Art Review

At the Peabody Essex Museum, a divided land

Alexandre Hogue’s “Crucified Land” is part of “Nature’s Nation: Art and the Environment” at Peabody Essex Museum.
Alexandre Hogue’s “Crucified Land” is part of “Nature’s Nation: Art and the Environment” at Peabody Essex Museum.Gilcrease Museum, Tulsa, Oklahoma

SALEM — “Nature’s Nation: Art and the Environment,” just opened at the Peabody Essex Museum, suggests, by title at least, a tree-huggerish agenda. There’s that, yes, but so much more. In the entry, a giant, inflatable yellow eyeball, made by the transnational artists’ collective PostCommodity, is tethered to the gallery floor; it’s one of 26 strung along a 2-mile line across the US-Mexico border in 2015, 13 on each side, a hundred feet in the air. With all the talk of borders and walls these days, it arrives right on time. Divisions are arbitrary, it seems to say, often cruelly so, and ultimately fleeting. Land, though, is forever. (The show is not: It closes May 5.)

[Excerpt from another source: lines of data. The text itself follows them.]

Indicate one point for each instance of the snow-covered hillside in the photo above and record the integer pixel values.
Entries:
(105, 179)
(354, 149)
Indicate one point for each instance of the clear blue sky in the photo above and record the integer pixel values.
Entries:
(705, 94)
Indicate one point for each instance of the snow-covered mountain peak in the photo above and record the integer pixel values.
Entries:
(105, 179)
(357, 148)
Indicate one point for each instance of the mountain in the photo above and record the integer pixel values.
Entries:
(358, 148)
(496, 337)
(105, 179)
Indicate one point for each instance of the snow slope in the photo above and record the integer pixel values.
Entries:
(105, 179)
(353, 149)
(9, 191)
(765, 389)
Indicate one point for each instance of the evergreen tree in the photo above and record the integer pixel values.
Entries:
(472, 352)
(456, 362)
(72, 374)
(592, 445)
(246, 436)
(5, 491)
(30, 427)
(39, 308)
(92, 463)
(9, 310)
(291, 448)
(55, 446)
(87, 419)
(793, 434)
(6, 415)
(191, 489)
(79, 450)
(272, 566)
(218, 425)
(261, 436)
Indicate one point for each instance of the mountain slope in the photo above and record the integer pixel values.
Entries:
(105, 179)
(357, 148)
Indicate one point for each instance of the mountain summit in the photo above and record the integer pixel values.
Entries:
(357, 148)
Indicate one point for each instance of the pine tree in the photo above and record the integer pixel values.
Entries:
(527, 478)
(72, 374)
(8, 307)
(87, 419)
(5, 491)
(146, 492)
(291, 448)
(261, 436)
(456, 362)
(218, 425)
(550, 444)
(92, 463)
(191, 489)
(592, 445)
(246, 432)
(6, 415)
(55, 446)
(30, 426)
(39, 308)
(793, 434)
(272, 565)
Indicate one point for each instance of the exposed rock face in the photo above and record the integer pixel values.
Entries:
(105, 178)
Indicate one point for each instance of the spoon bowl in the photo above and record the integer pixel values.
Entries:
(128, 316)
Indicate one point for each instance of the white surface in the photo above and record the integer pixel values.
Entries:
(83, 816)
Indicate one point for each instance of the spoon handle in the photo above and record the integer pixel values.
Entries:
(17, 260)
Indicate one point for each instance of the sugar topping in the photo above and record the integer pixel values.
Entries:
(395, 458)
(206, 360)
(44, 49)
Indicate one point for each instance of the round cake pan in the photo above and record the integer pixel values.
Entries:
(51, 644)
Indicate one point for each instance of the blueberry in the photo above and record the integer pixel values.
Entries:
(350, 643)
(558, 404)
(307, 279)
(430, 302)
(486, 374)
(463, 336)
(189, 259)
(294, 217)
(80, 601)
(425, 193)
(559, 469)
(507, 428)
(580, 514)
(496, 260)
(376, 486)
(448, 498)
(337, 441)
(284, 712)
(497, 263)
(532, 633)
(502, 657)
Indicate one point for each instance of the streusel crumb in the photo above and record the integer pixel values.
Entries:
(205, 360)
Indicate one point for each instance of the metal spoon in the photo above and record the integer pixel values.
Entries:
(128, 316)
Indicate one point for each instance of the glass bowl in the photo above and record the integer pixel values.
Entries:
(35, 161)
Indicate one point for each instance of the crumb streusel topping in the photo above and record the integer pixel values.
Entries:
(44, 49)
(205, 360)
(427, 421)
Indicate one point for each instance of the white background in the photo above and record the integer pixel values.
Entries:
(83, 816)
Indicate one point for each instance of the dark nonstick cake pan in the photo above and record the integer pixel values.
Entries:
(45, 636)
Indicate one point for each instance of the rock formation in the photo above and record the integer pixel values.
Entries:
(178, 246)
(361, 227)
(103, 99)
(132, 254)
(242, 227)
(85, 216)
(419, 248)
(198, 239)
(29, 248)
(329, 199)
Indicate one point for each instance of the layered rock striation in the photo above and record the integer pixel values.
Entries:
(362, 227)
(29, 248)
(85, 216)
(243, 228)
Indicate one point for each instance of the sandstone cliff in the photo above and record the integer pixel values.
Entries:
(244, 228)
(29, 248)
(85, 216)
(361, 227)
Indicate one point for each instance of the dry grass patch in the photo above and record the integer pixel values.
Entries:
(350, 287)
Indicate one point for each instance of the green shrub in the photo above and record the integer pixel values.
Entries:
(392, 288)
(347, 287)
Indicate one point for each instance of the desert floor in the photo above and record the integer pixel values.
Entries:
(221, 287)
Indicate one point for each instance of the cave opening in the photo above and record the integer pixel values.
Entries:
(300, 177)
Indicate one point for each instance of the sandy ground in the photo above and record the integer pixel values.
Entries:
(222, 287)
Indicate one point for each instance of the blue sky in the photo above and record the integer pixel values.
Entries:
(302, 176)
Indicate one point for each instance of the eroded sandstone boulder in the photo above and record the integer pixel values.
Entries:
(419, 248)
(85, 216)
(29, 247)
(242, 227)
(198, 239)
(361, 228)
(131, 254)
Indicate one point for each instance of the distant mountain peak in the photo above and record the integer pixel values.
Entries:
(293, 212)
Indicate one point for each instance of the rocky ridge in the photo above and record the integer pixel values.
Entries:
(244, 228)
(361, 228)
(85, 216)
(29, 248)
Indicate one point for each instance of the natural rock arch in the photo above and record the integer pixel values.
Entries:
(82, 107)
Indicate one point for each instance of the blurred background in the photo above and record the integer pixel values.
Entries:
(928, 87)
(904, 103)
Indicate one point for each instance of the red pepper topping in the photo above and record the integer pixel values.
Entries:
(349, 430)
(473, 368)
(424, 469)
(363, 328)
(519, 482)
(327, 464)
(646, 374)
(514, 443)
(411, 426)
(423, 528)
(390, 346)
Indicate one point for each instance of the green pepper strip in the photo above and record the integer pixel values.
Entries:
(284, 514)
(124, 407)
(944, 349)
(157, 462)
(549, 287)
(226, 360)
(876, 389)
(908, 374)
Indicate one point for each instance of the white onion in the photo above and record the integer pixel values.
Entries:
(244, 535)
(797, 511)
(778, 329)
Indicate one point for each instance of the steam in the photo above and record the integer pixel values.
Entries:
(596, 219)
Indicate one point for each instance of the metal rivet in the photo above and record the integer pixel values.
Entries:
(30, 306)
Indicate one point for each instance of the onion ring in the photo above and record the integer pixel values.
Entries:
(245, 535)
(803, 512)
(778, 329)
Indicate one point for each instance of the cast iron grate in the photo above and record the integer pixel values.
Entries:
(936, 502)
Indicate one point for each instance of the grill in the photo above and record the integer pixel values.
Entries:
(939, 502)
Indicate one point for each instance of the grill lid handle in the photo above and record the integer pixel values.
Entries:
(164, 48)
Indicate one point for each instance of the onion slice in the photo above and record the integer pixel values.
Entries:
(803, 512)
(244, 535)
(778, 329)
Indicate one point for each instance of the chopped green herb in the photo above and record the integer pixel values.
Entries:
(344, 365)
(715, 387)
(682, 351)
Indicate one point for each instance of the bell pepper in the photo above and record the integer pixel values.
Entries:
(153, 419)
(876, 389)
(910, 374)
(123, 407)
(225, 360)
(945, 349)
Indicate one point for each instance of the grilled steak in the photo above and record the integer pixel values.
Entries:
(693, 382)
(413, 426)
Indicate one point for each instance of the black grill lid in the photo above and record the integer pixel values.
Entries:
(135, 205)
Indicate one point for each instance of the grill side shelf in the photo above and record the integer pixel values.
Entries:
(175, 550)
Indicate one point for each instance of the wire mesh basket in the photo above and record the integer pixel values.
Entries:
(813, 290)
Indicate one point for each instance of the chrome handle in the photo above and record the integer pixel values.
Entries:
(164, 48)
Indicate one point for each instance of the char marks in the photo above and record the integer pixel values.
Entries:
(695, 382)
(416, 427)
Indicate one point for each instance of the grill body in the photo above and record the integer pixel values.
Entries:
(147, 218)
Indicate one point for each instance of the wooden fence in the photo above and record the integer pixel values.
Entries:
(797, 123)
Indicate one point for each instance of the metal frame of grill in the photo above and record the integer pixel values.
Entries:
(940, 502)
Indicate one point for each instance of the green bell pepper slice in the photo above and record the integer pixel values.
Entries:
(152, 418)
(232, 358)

That dichotomy inflects much of what comes next, a through-line that connects the exhibition’s dozen or so chapters, though some better than others. You can’t talk about the environment, or land, without talking about to whom it belongs, or who belongs on it; in North America, that’s ever been a fraught conversation, and one from which PEM doesn’t shy. That outsize balloon is followed by a tiny basalt sculpture of a bear, made by an indigenous artist whose name is lost to the centuries, before European colonials took root. And so our story begins.


The show, hatched by the Princeton University Museum of Art last year, offered in its original form a more clear-cut environmental slant. At PEM, “environmental” is a much more expansive term. Its canny inclusions — the museum has added a dozen works from its own collection to the display here, the bear among them — tilt the show toward the complexities of cultural history, contemporary politics, and the inevitably bloody disconnects that an identity tied to contested land begets.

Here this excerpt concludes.